Asian credit spreads to continue its slow grind tighter, though downside risks remain
Asian credit spreads are expected to continue tightening slowly over the medium-term. Most Asian economies have likely seen the worst of the economic downturn in 2Q 2020, and high-frequency indicators suggest a recovery is underway, lending support to overall corporate credit fundamentals. Credit-supportive fiscal and monetary policies are also expected to remain in place in most developed and EM countries, even if incremental easing measures are likely to moderate from here. Progress on vaccines development and better treatment for COVID-19 cases further reinforce the positive backdrop.

Nevertheless, given the sharp rally in credit spreads over recent months, the pace of tightening should slow with more regular episodes of market pull-backs. Broad risk sentiment and direction of credit spreads for the remainder of the year are likely to be determined by events and developments in the early part of November, with uncertainties relating to the outcomes of these events having intensified.
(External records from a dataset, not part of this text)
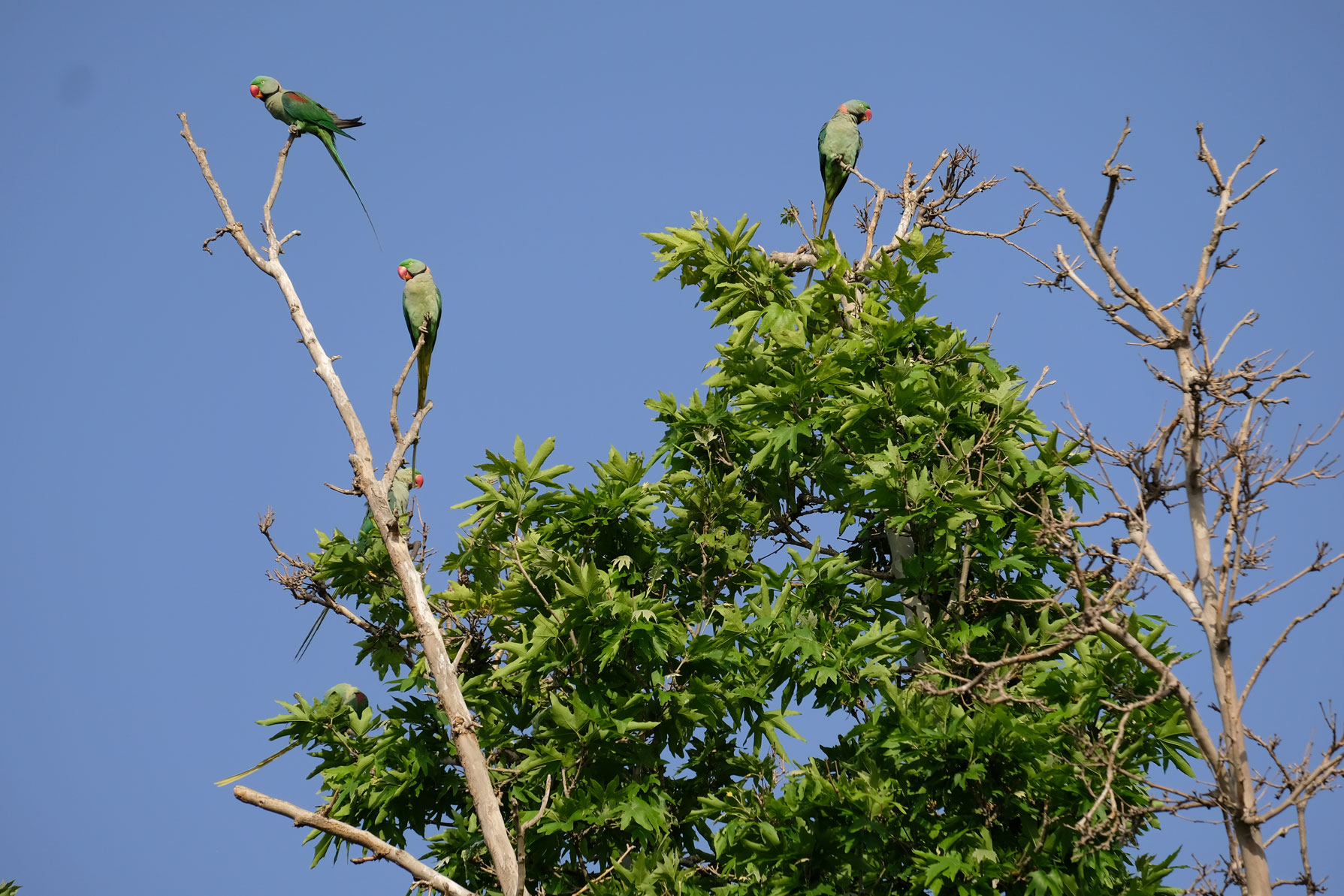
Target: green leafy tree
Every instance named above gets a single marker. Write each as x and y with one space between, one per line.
856 517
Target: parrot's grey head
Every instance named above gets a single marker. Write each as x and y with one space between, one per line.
264 88
856 107
412 267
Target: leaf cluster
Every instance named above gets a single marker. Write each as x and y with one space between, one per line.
846 523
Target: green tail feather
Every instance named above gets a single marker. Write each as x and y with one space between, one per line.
422 370
331 148
260 765
312 632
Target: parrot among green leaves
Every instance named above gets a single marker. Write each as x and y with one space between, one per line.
400 499
838 143
422 304
310 117
337 703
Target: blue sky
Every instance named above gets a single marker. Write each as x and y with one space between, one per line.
158 400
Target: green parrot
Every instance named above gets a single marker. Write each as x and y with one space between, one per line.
841 141
400 499
421 298
343 696
311 117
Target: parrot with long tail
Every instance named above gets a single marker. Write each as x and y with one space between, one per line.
421 300
311 117
838 143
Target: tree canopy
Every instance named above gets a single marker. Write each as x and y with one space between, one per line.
853 519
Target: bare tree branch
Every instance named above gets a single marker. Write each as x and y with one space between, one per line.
448 688
422 873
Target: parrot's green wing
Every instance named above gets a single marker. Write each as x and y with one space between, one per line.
308 110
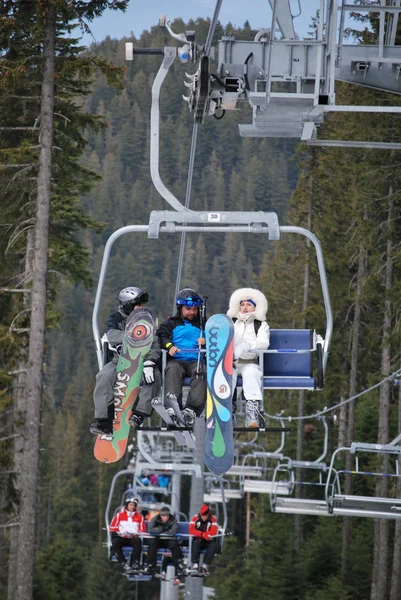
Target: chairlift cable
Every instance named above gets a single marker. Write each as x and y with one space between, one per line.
206 52
186 204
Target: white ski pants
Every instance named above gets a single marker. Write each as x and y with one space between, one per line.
251 380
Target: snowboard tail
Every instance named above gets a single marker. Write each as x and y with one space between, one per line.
219 441
138 337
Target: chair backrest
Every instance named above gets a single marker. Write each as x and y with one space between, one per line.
288 364
183 527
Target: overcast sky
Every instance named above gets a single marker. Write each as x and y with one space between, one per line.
142 15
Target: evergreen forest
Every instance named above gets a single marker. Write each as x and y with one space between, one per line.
350 198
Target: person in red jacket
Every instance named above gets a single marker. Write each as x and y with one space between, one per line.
203 527
125 527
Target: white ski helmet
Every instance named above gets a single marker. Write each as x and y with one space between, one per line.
130 297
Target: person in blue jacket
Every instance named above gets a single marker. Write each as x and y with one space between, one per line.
181 336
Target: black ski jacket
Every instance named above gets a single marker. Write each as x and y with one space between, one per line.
157 526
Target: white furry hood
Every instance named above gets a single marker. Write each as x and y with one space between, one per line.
243 294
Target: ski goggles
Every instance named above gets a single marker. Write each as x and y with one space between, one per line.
191 301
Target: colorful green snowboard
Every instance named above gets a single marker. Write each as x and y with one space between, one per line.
140 330
219 441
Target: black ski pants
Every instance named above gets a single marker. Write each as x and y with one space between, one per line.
135 543
199 544
176 371
172 544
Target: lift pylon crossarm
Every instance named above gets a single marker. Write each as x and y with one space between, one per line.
377 448
254 221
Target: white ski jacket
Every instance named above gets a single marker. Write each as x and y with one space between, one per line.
244 333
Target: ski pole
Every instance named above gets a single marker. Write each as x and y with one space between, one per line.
202 315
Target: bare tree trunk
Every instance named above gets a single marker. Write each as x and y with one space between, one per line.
380 548
30 460
301 394
395 591
342 425
351 407
19 396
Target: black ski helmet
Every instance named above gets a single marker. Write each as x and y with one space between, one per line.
134 500
131 296
188 297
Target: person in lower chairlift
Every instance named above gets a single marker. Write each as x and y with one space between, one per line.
202 527
125 527
164 523
248 308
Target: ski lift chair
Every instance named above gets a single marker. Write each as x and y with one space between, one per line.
351 505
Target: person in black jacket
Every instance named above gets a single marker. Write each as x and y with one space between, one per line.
164 523
130 298
182 336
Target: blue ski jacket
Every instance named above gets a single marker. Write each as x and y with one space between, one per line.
183 334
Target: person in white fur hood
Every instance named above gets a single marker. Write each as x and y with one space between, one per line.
248 308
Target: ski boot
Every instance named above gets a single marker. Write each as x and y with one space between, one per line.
252 414
136 421
101 427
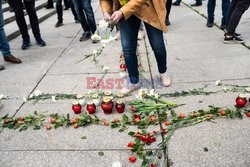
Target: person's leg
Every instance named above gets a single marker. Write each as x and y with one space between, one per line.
81 15
73 10
210 11
177 3
240 8
50 4
4 45
89 14
230 10
19 14
168 7
59 11
30 8
156 41
225 5
66 4
197 3
129 31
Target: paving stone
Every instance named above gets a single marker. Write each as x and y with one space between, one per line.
66 158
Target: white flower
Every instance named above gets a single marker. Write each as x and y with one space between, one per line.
217 83
123 74
104 45
103 24
117 164
95 52
141 93
53 98
105 68
106 41
37 93
31 95
2 97
151 92
79 96
96 102
24 99
96 37
81 102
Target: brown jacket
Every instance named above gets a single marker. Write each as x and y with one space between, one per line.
151 11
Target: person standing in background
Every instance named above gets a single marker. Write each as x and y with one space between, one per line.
83 8
59 11
19 14
210 11
168 7
235 12
4 45
50 4
197 3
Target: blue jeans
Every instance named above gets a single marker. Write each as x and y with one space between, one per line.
83 7
59 9
129 31
235 12
4 45
211 7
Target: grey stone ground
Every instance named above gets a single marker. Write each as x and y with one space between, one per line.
196 56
Notably, the outcome of the US election, for both the presidency and control of the Senate, is likely to have profound implications for the US and global economy, as well as global geopolitics and trade prospects in the years to come. The narrowing of the US election polls in the final stretch has raised uncertainties on this front. The resurgence of COVID-19 infections, particularly in Europe and the US, is also adding to the near-term uncertainties. The effectiveness of recently introduced containment measures in flattening the virus curve as well as anticipated preliminary results from Phase III vaccine trials, will be important drivers of risk sentiment as we head into 2021.